The Pendergast machine kept Kansas City a wide-open town, all through Prohibition. The first boss of the machine was Big Jim Pendergast, a hard-living, brawling Irishman who owned a saloon in the West Bottoms neighborhood. He died in 1911 and his more business-like brother Tom took over the organization, which made sure that only Democrats who towed the Pendergast line could be elected. The Pendergasts achieved their power by doing favors for the grass roots, making sure to feed the needy and care for the poor, in exchange for their votes. Harry Truman became a county judge and then a U.S. Senator (the so-called “Senator from Pendergast”) because he was supported by the machine. The Pendergasts maintained cozy relations with organized crime in Kansas City, led by the DiGiovanni brothers and represented politically by Johnny Lazia.
Kansas City is known for jazz, barbecue and baseball. Today, the American Jazz Museum is located in the 18th and Vine neighborhood, in the same complex as the Negro Leagues Baseball Museum. While 18th and Vine is the traditional hub of black commerce in Kansas City, the center of the jazz scene in the twenties and thirties was at 12th and Vine, as immortalized in the song “Kansas City.” The clubs mentioned by Riley all existed and in the twenties they featured jazz by a wide variety of players, including the “Big, Black & Dirty” ensemble favored by Jack O’Neal. The scene exploded into a major home of American jazz in the thirties, with musicians like Count Basie, Charlie Parker, Lester Young and Jay McShann. Riley was fortunate to have heard the beginnings of Kansas City jazz.
Alfred Loewenstein was a mysterious man. It was not entirely clear where his money came from, but it must be said that no clear evidence exists that he participated in the narcotics trade, as claimed by Cornelius. Speculation on this front has arisen mainly because of his meeting with Arnold Rothstein in May of 1928, and his mysterious death the following July. No theory that has been advanced to explain Loewenstein’s alleged fall from his private plane is remotely credible. At least the explanation by Cornelius has the virtue of simplicity. The entire story of Rothstein competing with Frankie Yale for a narcotics connection with Alfred Loewenstein, and then murdering both Yale and Loewenstein to acquire that connection, is supported only by the account of Riley and Cornelius.
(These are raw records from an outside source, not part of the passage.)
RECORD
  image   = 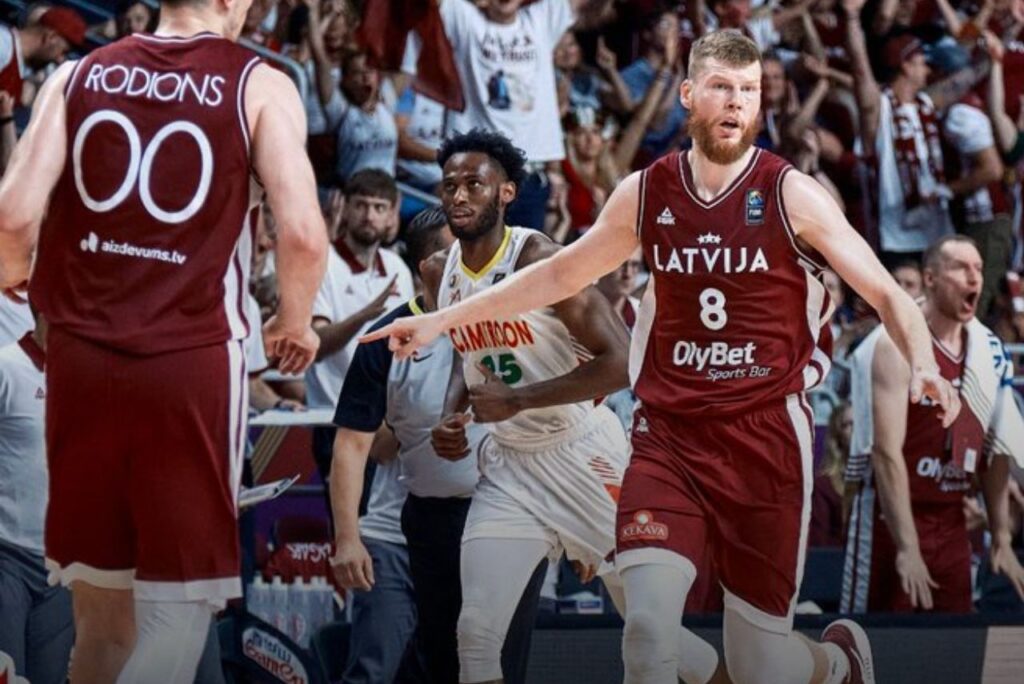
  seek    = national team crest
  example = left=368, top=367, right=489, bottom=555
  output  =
left=746, top=189, right=765, bottom=225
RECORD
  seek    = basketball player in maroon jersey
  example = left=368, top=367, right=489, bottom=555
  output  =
left=841, top=236, right=1024, bottom=613
left=0, top=0, right=327, bottom=684
left=367, top=31, right=959, bottom=684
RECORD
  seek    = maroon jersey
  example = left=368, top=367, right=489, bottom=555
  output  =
left=630, top=149, right=831, bottom=415
left=30, top=33, right=260, bottom=354
left=903, top=339, right=985, bottom=501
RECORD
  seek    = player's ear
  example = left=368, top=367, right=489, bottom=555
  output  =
left=498, top=180, right=518, bottom=205
left=679, top=79, right=693, bottom=110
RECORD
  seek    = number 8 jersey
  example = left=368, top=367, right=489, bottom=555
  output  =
left=437, top=226, right=594, bottom=447
left=630, top=149, right=831, bottom=416
left=30, top=33, right=264, bottom=354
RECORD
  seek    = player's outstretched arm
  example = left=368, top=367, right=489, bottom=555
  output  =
left=782, top=171, right=959, bottom=427
left=360, top=173, right=640, bottom=358
left=871, top=334, right=938, bottom=610
left=246, top=65, right=327, bottom=373
left=0, top=61, right=75, bottom=289
left=980, top=454, right=1024, bottom=600
left=469, top=236, right=630, bottom=423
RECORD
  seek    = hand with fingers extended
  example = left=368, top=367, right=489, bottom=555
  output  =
left=469, top=364, right=522, bottom=423
left=572, top=560, right=597, bottom=585
left=263, top=315, right=319, bottom=375
left=910, top=368, right=961, bottom=428
left=896, top=549, right=939, bottom=610
left=331, top=539, right=374, bottom=592
left=430, top=414, right=473, bottom=461
left=989, top=541, right=1024, bottom=601
left=359, top=311, right=444, bottom=360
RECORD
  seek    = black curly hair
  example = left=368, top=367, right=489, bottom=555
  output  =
left=437, top=128, right=526, bottom=187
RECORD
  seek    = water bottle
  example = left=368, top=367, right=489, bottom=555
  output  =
left=267, top=574, right=289, bottom=634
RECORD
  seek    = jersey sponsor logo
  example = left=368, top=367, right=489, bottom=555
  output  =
left=449, top=319, right=535, bottom=354
left=618, top=511, right=669, bottom=542
left=79, top=231, right=188, bottom=266
left=242, top=627, right=309, bottom=684
left=916, top=456, right=971, bottom=491
left=672, top=340, right=772, bottom=382
left=85, top=63, right=227, bottom=106
left=653, top=244, right=768, bottom=273
left=746, top=189, right=765, bottom=225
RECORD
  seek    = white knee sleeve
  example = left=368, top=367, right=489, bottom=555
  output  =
left=458, top=539, right=551, bottom=682
left=723, top=607, right=814, bottom=684
left=601, top=571, right=718, bottom=684
left=622, top=562, right=695, bottom=684
left=118, top=599, right=216, bottom=684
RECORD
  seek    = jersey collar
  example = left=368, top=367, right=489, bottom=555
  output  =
left=459, top=225, right=512, bottom=281
left=17, top=332, right=46, bottom=373
left=334, top=238, right=387, bottom=276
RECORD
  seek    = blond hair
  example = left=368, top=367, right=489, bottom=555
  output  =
left=686, top=29, right=762, bottom=81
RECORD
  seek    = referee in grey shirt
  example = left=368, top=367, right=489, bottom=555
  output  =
left=331, top=208, right=547, bottom=684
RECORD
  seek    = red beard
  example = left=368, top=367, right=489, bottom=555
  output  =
left=686, top=115, right=761, bottom=165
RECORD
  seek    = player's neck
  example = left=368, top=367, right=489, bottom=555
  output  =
left=686, top=145, right=755, bottom=200
left=154, top=5, right=224, bottom=38
left=459, top=221, right=505, bottom=272
left=921, top=301, right=964, bottom=356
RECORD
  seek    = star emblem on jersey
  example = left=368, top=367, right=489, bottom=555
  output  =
left=746, top=189, right=765, bottom=225
left=80, top=232, right=99, bottom=252
left=618, top=511, right=669, bottom=542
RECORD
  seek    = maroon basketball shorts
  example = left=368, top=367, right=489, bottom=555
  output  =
left=844, top=502, right=974, bottom=614
left=46, top=328, right=248, bottom=604
left=615, top=394, right=814, bottom=634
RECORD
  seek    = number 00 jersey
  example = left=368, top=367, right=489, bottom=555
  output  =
left=630, top=149, right=831, bottom=416
left=437, top=226, right=594, bottom=447
left=31, top=33, right=260, bottom=354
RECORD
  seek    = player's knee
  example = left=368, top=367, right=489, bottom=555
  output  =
left=623, top=606, right=679, bottom=681
left=458, top=604, right=505, bottom=662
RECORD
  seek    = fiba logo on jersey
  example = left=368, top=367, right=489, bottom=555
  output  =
left=81, top=231, right=99, bottom=252
left=746, top=189, right=765, bottom=225
left=622, top=511, right=669, bottom=542
left=654, top=207, right=676, bottom=225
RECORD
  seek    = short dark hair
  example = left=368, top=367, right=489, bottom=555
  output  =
left=344, top=169, right=398, bottom=204
left=437, top=128, right=526, bottom=187
left=406, top=207, right=447, bottom=271
left=921, top=233, right=981, bottom=268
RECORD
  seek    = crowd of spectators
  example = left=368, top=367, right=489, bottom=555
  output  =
left=0, top=0, right=1024, bottom=679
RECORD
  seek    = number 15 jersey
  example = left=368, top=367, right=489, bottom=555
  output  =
left=30, top=33, right=264, bottom=354
left=437, top=226, right=594, bottom=447
left=630, top=149, right=831, bottom=416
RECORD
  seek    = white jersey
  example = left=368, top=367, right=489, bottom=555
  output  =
left=437, top=226, right=594, bottom=446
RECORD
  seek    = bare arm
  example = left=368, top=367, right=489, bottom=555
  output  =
left=304, top=0, right=334, bottom=106
left=330, top=428, right=375, bottom=591
left=871, top=335, right=936, bottom=609
left=871, top=0, right=899, bottom=36
left=985, top=33, right=1020, bottom=155
left=361, top=173, right=640, bottom=358
left=0, top=62, right=74, bottom=288
left=980, top=454, right=1024, bottom=600
left=245, top=65, right=327, bottom=373
left=843, top=0, right=882, bottom=155
left=469, top=237, right=629, bottom=422
left=782, top=171, right=959, bottom=427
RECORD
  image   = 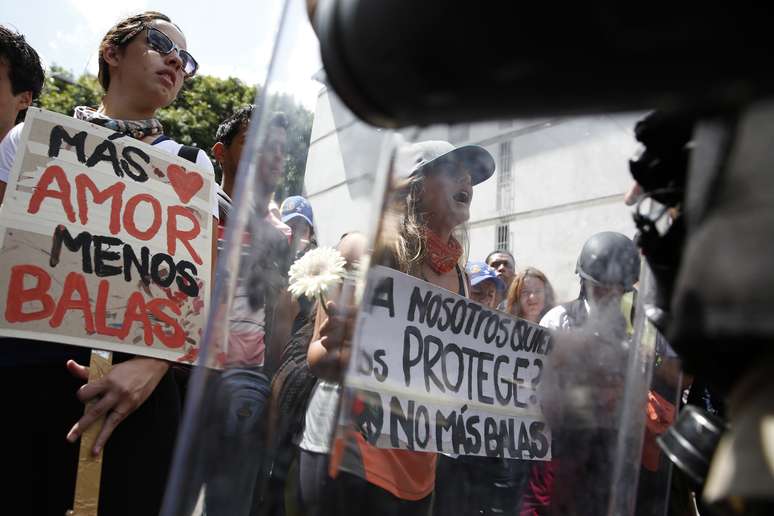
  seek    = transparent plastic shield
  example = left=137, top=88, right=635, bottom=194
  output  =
left=163, top=2, right=680, bottom=515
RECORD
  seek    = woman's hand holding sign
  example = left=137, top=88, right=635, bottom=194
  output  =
left=67, top=357, right=169, bottom=455
left=310, top=301, right=357, bottom=381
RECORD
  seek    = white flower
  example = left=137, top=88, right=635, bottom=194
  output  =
left=288, top=247, right=346, bottom=299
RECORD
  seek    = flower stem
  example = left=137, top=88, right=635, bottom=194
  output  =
left=317, top=292, right=331, bottom=317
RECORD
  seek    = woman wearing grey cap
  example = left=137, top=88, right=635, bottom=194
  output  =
left=321, top=141, right=495, bottom=516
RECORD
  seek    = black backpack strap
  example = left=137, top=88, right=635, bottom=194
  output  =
left=177, top=145, right=200, bottom=163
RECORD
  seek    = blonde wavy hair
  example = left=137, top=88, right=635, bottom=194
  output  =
left=374, top=169, right=468, bottom=277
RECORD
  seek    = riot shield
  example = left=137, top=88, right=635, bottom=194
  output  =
left=163, top=2, right=685, bottom=515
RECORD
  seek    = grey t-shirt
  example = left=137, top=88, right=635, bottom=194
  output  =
left=299, top=380, right=341, bottom=453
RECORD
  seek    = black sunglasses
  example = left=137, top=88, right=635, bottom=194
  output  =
left=118, top=25, right=199, bottom=77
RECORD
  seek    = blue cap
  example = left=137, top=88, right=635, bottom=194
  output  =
left=465, top=262, right=505, bottom=292
left=280, top=195, right=314, bottom=227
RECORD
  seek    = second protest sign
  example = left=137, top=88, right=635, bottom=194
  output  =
left=347, top=266, right=552, bottom=460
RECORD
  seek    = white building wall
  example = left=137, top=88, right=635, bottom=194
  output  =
left=305, top=89, right=643, bottom=301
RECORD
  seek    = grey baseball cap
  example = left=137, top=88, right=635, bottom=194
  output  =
left=396, top=140, right=495, bottom=185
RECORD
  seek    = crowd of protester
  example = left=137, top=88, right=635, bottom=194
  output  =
left=0, top=12, right=696, bottom=516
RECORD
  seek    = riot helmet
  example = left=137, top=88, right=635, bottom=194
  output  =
left=575, top=231, right=640, bottom=292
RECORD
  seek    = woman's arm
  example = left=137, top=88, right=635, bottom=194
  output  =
left=67, top=357, right=169, bottom=455
left=306, top=301, right=355, bottom=382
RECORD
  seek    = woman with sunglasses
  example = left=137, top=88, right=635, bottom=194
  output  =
left=2, top=11, right=217, bottom=516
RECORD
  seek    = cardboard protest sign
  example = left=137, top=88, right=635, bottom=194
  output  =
left=346, top=266, right=552, bottom=460
left=0, top=108, right=215, bottom=362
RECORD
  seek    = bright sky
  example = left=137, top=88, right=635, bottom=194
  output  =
left=0, top=0, right=322, bottom=110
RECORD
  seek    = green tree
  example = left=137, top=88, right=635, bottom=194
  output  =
left=39, top=66, right=313, bottom=191
left=38, top=65, right=102, bottom=115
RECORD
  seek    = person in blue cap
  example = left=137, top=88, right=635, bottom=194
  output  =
left=280, top=195, right=317, bottom=258
left=465, top=261, right=505, bottom=308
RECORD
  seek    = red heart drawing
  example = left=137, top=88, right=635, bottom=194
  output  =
left=167, top=165, right=204, bottom=204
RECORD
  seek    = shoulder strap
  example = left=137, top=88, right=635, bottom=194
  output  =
left=177, top=145, right=200, bottom=163
left=454, top=265, right=470, bottom=297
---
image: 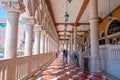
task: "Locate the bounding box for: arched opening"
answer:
[106,19,120,45]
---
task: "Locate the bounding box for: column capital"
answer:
[23,16,35,25]
[34,24,42,31]
[0,0,25,13]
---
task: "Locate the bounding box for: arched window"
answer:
[106,18,120,45]
[108,20,120,35]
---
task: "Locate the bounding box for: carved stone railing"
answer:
[0,53,54,80]
[99,45,120,78]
Rothstein was truly hurting for money in the summer of 1928, because of failed investments and large gambling losses. He then lost big in a poker match with, among others, Titanic Thompson and Nate Raymond, in September. Thompson was initially partnering with Rothstein, but canceled the partnership during the game and instead partnered with Raymond. As the man who set up the game, Hump McManus was obliged to see that Rothstein paid his markers, but Rothstein kept putting it off, saying he would pay them after the upcoming elections on which he had made major bets.
On November 4, 1928, Rothstein took a call at Lindy’s, which he regularly used as his office. He then handed his gun to Jimmy Meehan, saying he had to go see Hump McManus, who was staying in Room 349 at the Park Central. Sometime later, Rothstein came lurching down the steps of the hotel, shot in the groin. He died two days later. A panicked search was undertaken for Rothstein’s records of his crimes, only some of which were ever found. With public pressure mounting for a prosecution, Hump McManus was finally put on trial for the murder almost a year after Rothstein’s death. The participants in the September poker game gave conflicting and confusing testimony. McManus was acquitted. Many years later, he claimed that he had indeed shot Rothstein. Nowhere in the historical record have I found any suggestion that Rothstein was actually shot by the person blamed in the reports of Riley and Cornelius.
Damon Runyon died of lung cancer in 1946. As Cornelius reports, his ashes were scattered over Broadway from a plane flown by World War I ace Eddie Rickenbacker. In his honor, Walter Lippmann and others formed the Damon Runyon Cancer Research Foundation.